One of the more disturbing books I have come across, not that it has extreme violence or such but because this is true life story of the 1996 Mt. Everest disaster which whipped out 8 people from the face of the earth within a single day and that too in the worst possible manner, a slow and painful death. The horror of getting stuck in a blizzard that high in the mountain where you have no strength to move towards safety, nor can you expect someone to rescue you (no helicopter rescues at that height) but watch your hands and limbs getting slowly frostbitten is something which I dont want even in my worst nightmare. The narrator Jon Krakanuer, is a part of a phenomenon in Mt. Everest where a person with a very limited or almost negligible climbing experience is pushed to the top of the world by some very experienced guides(Rob Hall, Andrew Harris, Scott Fischer etc) and off course at a very high premium. The level of commercialization was so much as , that there were nearly 20-30 climbers attempting Mt.Everest peak on a single day and entire narrow route was completely jampacked like the streets of any shanty town . The complete commercialization of Mt. Everest and this is what the author is citing as the main reason for such a high death count in a single day, other than fate and bad luck. It is a known fact that when people go out exploring the mountains and wilderness there is a certain amount of risk involved, and one should be utmost careful since any step could be his last and after reading this any person who is regular to the mountains be it a weekend trekker or a person undergoing a major expedition will be equally shaken up.
Coming to the book the author has done a good build-up initially of the history of Mt. Everest, the time since people starting noticing it and even attempting to scale it. So many distinguished climbers came so close to climbing it such as George Mallory as early as in year 1924, almost 30 years before Edmund Hillary and Tenzing Norgay. Death is not an issue for those seeking eternal glory :). From this detailed background reading the author shifts the focus to their expedition, the buildup to the ascent of the peak and an analysis of where it actually went wrong. Also I loved one quote where he had beautifully illustrated the final ascent of the peak, whereby he explains that a person couldn't possibly enjoy the moment of actually scaled the peak thanks to the high altitude and the thinness of air. All a person would want to is to actually touch the place and get back down as fast as possible and in the end just earning the boasting rights for the rest of his life.
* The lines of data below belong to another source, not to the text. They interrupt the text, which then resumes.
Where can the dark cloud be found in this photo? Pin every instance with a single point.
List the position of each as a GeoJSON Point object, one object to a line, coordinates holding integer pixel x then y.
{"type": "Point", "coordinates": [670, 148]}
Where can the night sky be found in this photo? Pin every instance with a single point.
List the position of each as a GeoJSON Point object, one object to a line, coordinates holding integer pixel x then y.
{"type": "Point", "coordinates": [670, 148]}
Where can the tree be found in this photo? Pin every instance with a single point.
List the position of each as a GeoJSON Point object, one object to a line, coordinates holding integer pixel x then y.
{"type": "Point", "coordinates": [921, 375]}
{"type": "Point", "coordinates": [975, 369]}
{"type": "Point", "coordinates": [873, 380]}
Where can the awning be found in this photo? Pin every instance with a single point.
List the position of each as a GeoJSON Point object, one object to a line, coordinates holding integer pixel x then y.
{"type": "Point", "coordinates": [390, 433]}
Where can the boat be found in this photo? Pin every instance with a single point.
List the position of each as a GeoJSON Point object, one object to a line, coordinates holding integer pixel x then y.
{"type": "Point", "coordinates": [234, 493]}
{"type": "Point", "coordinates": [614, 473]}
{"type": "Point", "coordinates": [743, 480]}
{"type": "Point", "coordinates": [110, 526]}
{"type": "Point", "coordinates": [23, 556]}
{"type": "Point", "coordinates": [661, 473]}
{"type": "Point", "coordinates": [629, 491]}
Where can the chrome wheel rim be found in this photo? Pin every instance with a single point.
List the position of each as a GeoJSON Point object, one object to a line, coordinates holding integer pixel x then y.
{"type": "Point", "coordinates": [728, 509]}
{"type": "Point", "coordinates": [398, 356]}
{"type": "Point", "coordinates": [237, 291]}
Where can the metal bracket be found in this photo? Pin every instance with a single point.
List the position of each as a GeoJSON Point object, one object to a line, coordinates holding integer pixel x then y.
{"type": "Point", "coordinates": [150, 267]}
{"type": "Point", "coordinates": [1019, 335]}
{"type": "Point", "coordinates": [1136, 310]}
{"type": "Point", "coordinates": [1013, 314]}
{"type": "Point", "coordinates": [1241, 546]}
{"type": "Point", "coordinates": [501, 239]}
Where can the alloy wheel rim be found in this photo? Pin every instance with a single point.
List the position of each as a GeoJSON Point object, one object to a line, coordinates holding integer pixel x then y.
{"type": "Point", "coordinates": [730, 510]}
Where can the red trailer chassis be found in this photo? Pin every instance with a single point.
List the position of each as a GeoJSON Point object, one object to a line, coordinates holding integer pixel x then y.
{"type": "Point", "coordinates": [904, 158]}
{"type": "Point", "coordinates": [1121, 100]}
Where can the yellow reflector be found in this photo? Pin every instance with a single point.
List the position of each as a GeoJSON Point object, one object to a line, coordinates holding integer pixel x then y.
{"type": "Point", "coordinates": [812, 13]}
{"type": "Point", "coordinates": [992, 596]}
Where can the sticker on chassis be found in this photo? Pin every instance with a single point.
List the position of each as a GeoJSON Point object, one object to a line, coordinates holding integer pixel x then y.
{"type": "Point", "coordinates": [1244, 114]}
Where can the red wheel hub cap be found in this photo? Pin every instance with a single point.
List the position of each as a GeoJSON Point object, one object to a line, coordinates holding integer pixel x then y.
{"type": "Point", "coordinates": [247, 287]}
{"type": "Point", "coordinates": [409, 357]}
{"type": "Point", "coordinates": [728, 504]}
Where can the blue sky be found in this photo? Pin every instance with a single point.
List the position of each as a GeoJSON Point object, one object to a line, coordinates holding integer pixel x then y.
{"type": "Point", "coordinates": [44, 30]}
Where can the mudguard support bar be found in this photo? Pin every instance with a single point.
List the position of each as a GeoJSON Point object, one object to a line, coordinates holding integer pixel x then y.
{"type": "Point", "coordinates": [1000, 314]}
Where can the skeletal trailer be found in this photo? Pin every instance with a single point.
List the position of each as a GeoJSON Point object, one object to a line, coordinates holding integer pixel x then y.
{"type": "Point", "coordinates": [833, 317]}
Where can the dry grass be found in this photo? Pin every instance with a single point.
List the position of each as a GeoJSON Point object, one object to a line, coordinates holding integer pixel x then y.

Apart from the narrator's focus on the climbers from the southern side(from Nepal) , there is a chapter about 3 Indian climbers who had tried to scale from the northern(Tibet) side in a true Alpine style expedition (a team carries all its supplies and with no porters) during the same time and met with their death when they got stuck up in the blizzard. Nevertheless after the blizzard these 3 Indians where passed by a Japanese expedition, who found them to be barely alive, with a couple of them suspended from their climbing ropes and severely frost bitten, and quite shockingly the members of the Japanese expedition did nothing to ease their pain, not even a drop of water was exchanged. The Japanese team just pushed on towards the peak and were in fact successful in their attempt. This raises a question of how narrow-minded can one's aim of reaching the top get, so as to not even consider a human life????. Agreed , the chances of a rescuing them at that altitude was close to impossible , but at least not to comfort a person with death knocking on his doors is plain stone-heartedness.
But again when we try to compare the end results of the 2 groups , one of the Japanese climbers and the other group consisting of climbers like Rob Hall and Andrew Harris who had to give up their life in order to save the others , then the decision taken by the Japanese seemed rational, where Darwin's theory "Survival Of The Fittest" comes squashing all other principles. In the wilderness the principle of animals always comes into practise, and not that of humans. This a good read and makes us realize yet again that humans dont really own this planet called "EARTH".